State Water Resources Research Institute Program
Project ID: 2009UT130B
Title: Increasing Data Accuracy, Reliability, Accessibility, and Understandability to Improve Basin-Wide Water Resources Decision Making
Project Type: Research
Start Date: 3/01/2009
End Date: 2/28/2010
Congressional District: UT1
Focus Categories: Education, Management and Planning, Water Quantity
Keywords: Flow Measurement, Instrumentation and Telemetry Systems
Principal Investigators: Tullis, Blake P.; Barfuss, Steven L.; McKee, Mac (Utah State University); Merkley, Gary P.
Federal Funds: $ 32,486
Non-Federal Matching Funds: $ 54,959
Abstract: To effectively manage any resource, the ability to quantify that resource, accurately distribute it, and evaluate impact or productivity is essential. Water resources are no different. Most irrigation companies and water users groups have the infrastructure in place to measure and report flow rates in canals and rivers (typically downstream of storage reservoirs). In some cases, however, weir calibrations can be inaccurate due to an incorrect reference datum, effective shorting of weir heights due to upstream sedimentation or other maintenance issues. Other issues may be due to that fact that those who perform periodic field calibrations do not understand operational procedures for the measurement equipment or they do not have access to or the ability to update the head-discharge relationships in the computer that logs the data. In other cases, telemetry systems may transmit inaccurate data or no data at all if the batteries providing power to the system are sufficiently depleted of charge. In short, in addition to having a data collection and transmission system in place, a minimum amount of maintenance, and education of users is required to insure the accuracy of the data.
With an accurate flow measurement/distribution system in place, additional information such as local soil-moisture content and evapo-transpiration rates can further assist in determining appropriate water application rates and frequencies. The process of correlating water demand, supply, and productivity (total crop yield, crop yield per unit of applied water, crop quality, and others) are essential for maximizing our water resource potential.
With USGS 104B and Utah Water Research Laboratory funding, the flow measurement structures of one distribution system in Northern Utah (Summit Creek Distribution System, Smithfield, UT) were evaluated. The flow measurement problems found included a submerged flume, improperly located staff gages, out-of-level flume structures, and poor approach flow conditions.
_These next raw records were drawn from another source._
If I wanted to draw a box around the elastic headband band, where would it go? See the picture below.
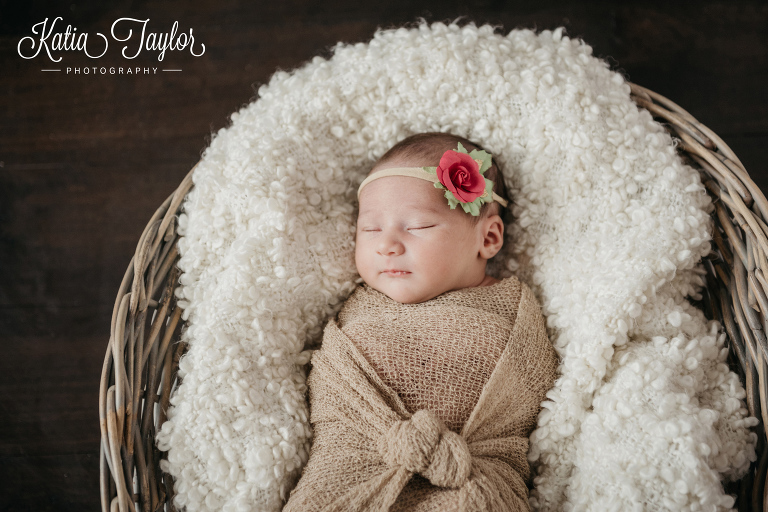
[357,167,509,207]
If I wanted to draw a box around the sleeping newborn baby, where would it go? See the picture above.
[283,132,560,512]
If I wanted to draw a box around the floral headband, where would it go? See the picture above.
[357,142,508,216]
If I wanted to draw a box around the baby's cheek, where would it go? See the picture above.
[354,242,371,275]
[353,242,363,269]
[424,240,454,272]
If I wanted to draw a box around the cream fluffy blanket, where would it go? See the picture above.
[156,20,758,512]
[282,277,558,511]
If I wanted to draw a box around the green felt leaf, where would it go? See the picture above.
[484,177,494,201]
[422,166,438,174]
[460,200,481,216]
[455,142,469,154]
[469,148,493,174]
[434,182,445,190]
[444,190,459,209]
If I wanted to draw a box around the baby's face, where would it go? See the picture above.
[355,161,492,304]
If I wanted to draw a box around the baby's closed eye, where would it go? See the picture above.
[358,223,437,232]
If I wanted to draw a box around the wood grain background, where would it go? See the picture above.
[1,1,766,510]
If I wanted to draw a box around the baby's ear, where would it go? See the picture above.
[479,214,504,259]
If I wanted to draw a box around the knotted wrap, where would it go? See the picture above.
[283,277,559,511]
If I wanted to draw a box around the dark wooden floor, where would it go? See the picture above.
[1,1,766,510]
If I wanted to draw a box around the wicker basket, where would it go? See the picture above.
[98,82,768,512]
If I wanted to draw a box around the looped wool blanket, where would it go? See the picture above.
[156,20,759,512]
[282,277,558,511]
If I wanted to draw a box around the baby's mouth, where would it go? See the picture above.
[382,269,411,276]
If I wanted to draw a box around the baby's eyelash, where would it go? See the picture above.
[359,225,435,232]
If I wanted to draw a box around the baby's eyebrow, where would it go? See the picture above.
[358,207,375,217]
[419,203,444,214]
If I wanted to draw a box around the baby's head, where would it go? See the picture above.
[355,132,509,304]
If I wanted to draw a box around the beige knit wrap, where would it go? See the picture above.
[283,276,559,511]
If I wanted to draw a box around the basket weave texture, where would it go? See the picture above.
[98,82,768,512]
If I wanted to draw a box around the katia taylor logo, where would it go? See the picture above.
[17,16,205,74]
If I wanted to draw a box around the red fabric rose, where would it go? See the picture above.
[435,150,486,203]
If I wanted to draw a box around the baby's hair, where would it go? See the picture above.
[370,132,510,225]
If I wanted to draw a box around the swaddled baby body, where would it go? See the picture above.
[340,277,522,435]
[283,132,559,512]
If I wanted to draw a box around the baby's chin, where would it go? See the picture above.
[366,278,442,304]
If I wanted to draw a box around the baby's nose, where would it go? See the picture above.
[377,232,405,256]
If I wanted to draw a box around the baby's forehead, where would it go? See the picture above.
[359,172,443,204]
[358,200,444,218]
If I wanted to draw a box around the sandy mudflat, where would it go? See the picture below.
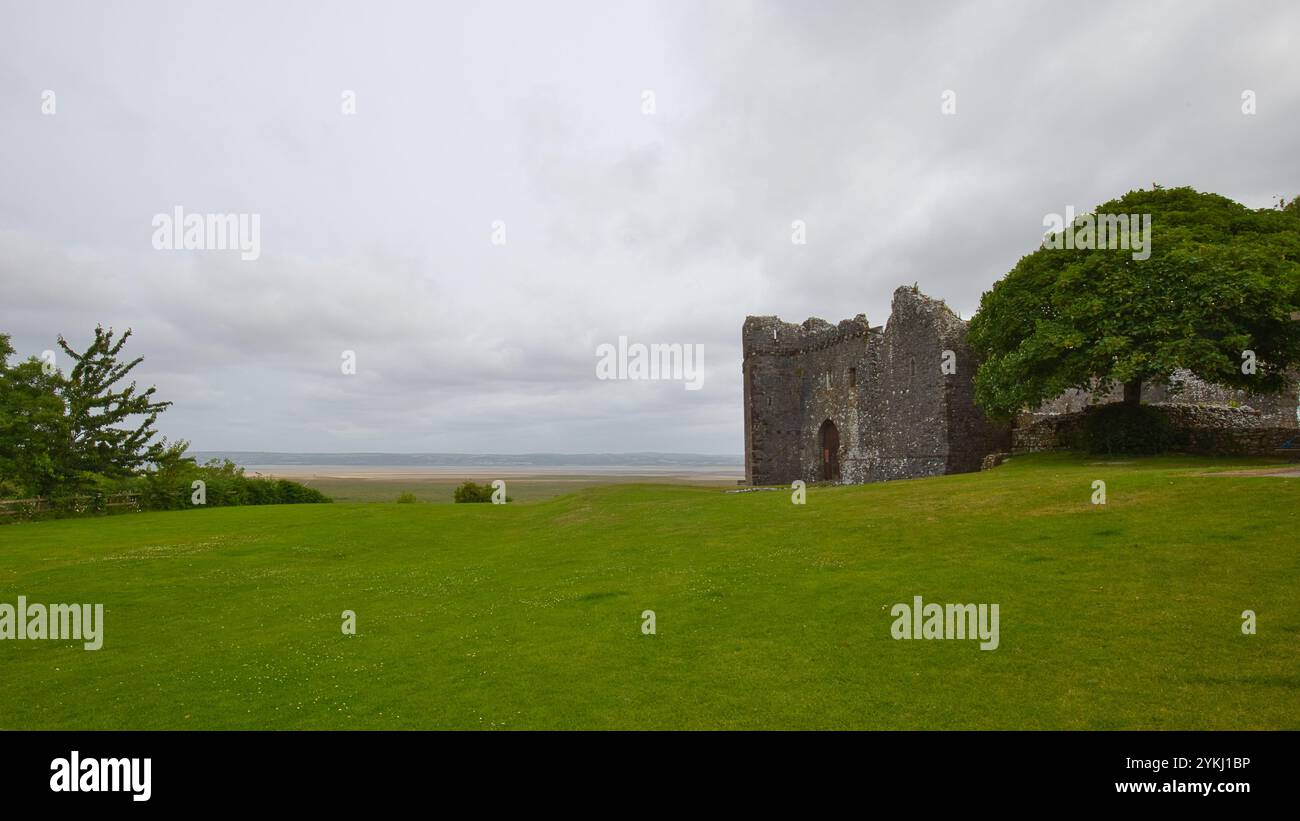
[244,464,745,481]
[239,464,745,503]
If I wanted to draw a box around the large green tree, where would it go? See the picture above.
[0,335,68,496]
[56,326,173,482]
[969,187,1300,419]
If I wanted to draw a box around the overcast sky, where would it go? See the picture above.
[2,0,1297,454]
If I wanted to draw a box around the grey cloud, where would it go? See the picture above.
[1,0,1296,453]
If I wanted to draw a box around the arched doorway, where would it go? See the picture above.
[818,419,840,481]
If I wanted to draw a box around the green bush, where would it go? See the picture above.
[453,481,493,503]
[396,492,418,504]
[0,457,331,523]
[452,481,510,503]
[135,458,330,511]
[1081,403,1177,455]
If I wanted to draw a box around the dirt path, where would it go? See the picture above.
[1202,467,1300,477]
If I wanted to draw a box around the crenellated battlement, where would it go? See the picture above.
[742,314,872,357]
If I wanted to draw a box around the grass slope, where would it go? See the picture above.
[0,453,1296,729]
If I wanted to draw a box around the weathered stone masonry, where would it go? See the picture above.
[743,286,1300,485]
[743,286,1010,485]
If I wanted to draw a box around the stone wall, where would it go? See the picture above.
[742,313,873,484]
[1011,414,1087,453]
[742,286,1010,485]
[1032,370,1299,427]
[863,287,1010,481]
[1013,404,1300,458]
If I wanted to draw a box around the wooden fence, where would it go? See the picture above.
[0,492,142,520]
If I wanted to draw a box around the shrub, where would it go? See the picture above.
[453,481,492,503]
[451,480,514,503]
[0,477,24,499]
[1081,403,1177,455]
[396,492,418,504]
[136,458,329,511]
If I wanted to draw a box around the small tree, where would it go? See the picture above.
[969,187,1300,419]
[56,326,173,484]
[0,335,67,496]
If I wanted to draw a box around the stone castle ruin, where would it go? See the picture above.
[742,286,1299,485]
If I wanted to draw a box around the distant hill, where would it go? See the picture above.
[187,451,743,467]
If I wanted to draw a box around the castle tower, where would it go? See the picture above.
[742,313,873,484]
[742,286,1011,485]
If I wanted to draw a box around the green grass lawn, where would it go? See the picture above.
[0,453,1296,730]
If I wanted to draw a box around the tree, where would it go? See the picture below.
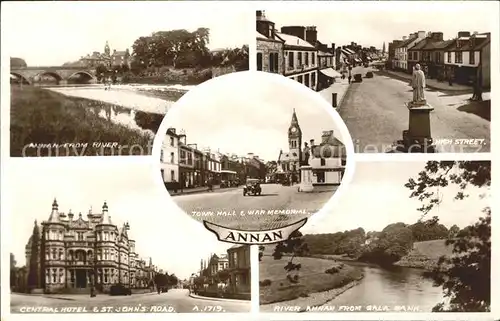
[10,253,17,289]
[95,64,108,82]
[448,224,460,238]
[215,269,230,284]
[272,230,309,284]
[27,222,40,290]
[154,273,168,289]
[406,161,491,312]
[258,245,265,262]
[168,274,179,288]
[11,57,27,68]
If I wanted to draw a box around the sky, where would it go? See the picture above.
[2,2,250,66]
[163,72,345,162]
[6,157,232,280]
[262,2,495,50]
[303,161,490,234]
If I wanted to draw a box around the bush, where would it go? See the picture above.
[354,74,363,82]
[259,279,272,287]
[325,267,340,274]
[366,71,374,78]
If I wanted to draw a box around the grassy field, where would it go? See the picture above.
[10,86,152,157]
[259,255,363,304]
[395,239,454,269]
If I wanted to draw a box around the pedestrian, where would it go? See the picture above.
[348,75,351,84]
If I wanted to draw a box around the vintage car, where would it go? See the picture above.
[109,284,132,296]
[243,178,262,196]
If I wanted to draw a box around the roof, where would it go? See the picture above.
[256,31,268,40]
[445,36,490,52]
[422,39,454,50]
[318,50,334,56]
[409,38,430,51]
[341,48,353,56]
[278,149,300,163]
[396,36,418,48]
[344,48,355,54]
[275,32,315,48]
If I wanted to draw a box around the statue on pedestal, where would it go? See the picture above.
[411,64,427,106]
[302,142,310,166]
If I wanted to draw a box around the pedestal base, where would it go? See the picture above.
[298,165,314,193]
[394,102,436,153]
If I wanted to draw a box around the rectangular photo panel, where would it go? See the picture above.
[256,2,494,153]
[5,1,249,157]
[6,159,251,314]
[259,160,491,313]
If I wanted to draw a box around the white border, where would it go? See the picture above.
[1,1,498,321]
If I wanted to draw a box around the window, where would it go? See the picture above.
[171,170,175,181]
[298,52,303,66]
[77,232,84,241]
[161,169,164,181]
[170,137,174,147]
[273,53,279,73]
[305,73,310,87]
[435,52,441,63]
[305,52,309,65]
[447,52,452,63]
[297,75,303,84]
[341,158,347,166]
[160,150,164,162]
[320,159,326,166]
[311,73,316,88]
[257,52,263,71]
[312,52,315,65]
[455,51,462,63]
[469,51,475,64]
[269,53,274,72]
[170,152,174,163]
[288,52,294,69]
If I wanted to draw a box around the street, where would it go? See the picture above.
[10,289,250,313]
[339,66,490,153]
[174,183,337,230]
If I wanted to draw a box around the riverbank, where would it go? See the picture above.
[259,256,364,306]
[10,86,153,157]
[394,239,453,270]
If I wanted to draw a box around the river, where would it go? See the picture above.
[46,83,193,134]
[324,261,446,312]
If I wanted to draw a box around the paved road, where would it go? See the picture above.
[10,289,250,313]
[174,183,337,230]
[339,67,490,153]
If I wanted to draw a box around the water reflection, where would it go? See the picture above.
[326,261,445,312]
[48,84,190,136]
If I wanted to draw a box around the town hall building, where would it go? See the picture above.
[277,109,303,183]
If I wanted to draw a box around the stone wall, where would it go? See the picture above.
[257,40,284,74]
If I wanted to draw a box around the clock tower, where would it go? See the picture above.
[288,109,302,170]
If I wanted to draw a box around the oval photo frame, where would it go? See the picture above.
[152,71,356,242]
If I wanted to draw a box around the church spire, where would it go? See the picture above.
[291,108,298,125]
[104,41,111,56]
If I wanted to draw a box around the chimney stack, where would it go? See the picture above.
[458,31,471,38]
[305,26,318,44]
[281,26,306,40]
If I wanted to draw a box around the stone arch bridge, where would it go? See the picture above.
[10,66,97,85]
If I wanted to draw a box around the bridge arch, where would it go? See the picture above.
[67,71,96,84]
[10,72,31,85]
[35,71,63,84]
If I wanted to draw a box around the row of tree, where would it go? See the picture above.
[153,272,179,290]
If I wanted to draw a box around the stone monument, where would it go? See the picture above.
[398,64,435,152]
[298,143,314,192]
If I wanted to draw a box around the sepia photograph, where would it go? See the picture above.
[4,1,249,157]
[157,71,353,234]
[259,160,491,313]
[256,1,495,153]
[6,159,251,313]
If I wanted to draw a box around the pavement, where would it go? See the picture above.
[173,183,338,230]
[169,185,239,196]
[318,66,365,109]
[338,66,490,153]
[381,69,473,92]
[10,288,250,313]
[188,293,250,303]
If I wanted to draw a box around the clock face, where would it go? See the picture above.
[291,127,297,133]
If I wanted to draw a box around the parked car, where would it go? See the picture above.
[354,74,363,82]
[109,284,132,296]
[366,71,374,78]
[243,178,262,196]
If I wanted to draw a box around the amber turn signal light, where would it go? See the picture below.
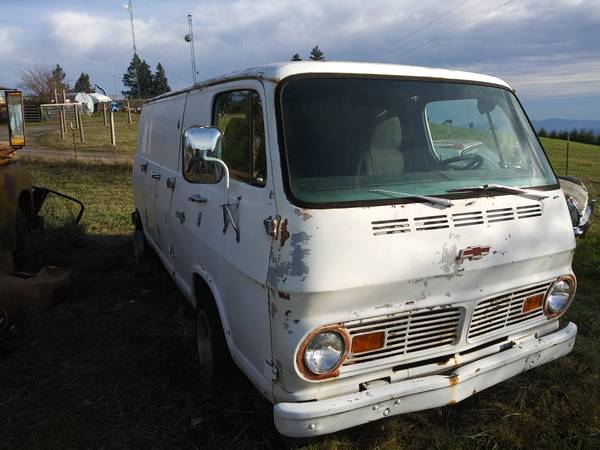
[351,331,385,354]
[522,293,544,313]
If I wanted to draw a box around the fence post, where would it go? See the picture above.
[127,100,132,124]
[565,137,570,176]
[73,104,79,129]
[103,102,108,126]
[109,109,116,146]
[54,89,65,140]
[77,105,85,143]
[61,90,68,135]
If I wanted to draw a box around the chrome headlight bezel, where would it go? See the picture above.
[544,275,576,319]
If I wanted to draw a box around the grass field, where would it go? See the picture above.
[36,112,139,153]
[1,138,599,449]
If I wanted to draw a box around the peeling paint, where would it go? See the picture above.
[270,302,278,320]
[268,231,313,286]
[280,218,290,248]
[294,208,313,221]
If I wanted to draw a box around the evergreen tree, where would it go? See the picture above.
[538,127,547,138]
[152,63,171,96]
[291,53,302,61]
[50,63,70,93]
[569,128,579,142]
[549,130,558,139]
[122,54,154,98]
[309,45,325,61]
[74,72,93,93]
[558,131,569,140]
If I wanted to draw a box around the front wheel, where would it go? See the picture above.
[195,303,234,387]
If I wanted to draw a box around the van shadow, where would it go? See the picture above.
[2,228,301,448]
Where appropriate, staff gage positions were adjusted, field calibrations were provided, recommendations were made to install a removable weir in the flume that operates under submerged conditions for measuring base flow conditions, and the data reporting system was automated using telemetry, making the real-time data available online. The water manager (water master) was included in the problem discovery and solution process.
If granted the USGS 104B funding for 2009, additional water distribution systems will be inspected and evaluated for flow measurement problems. Where possible, we will help the water manager in solving the flow measurement deficiencies, provide field calibration data, and automate the data reporting system via telemetry. The State of Utah will assist with the telemetry portion of the project.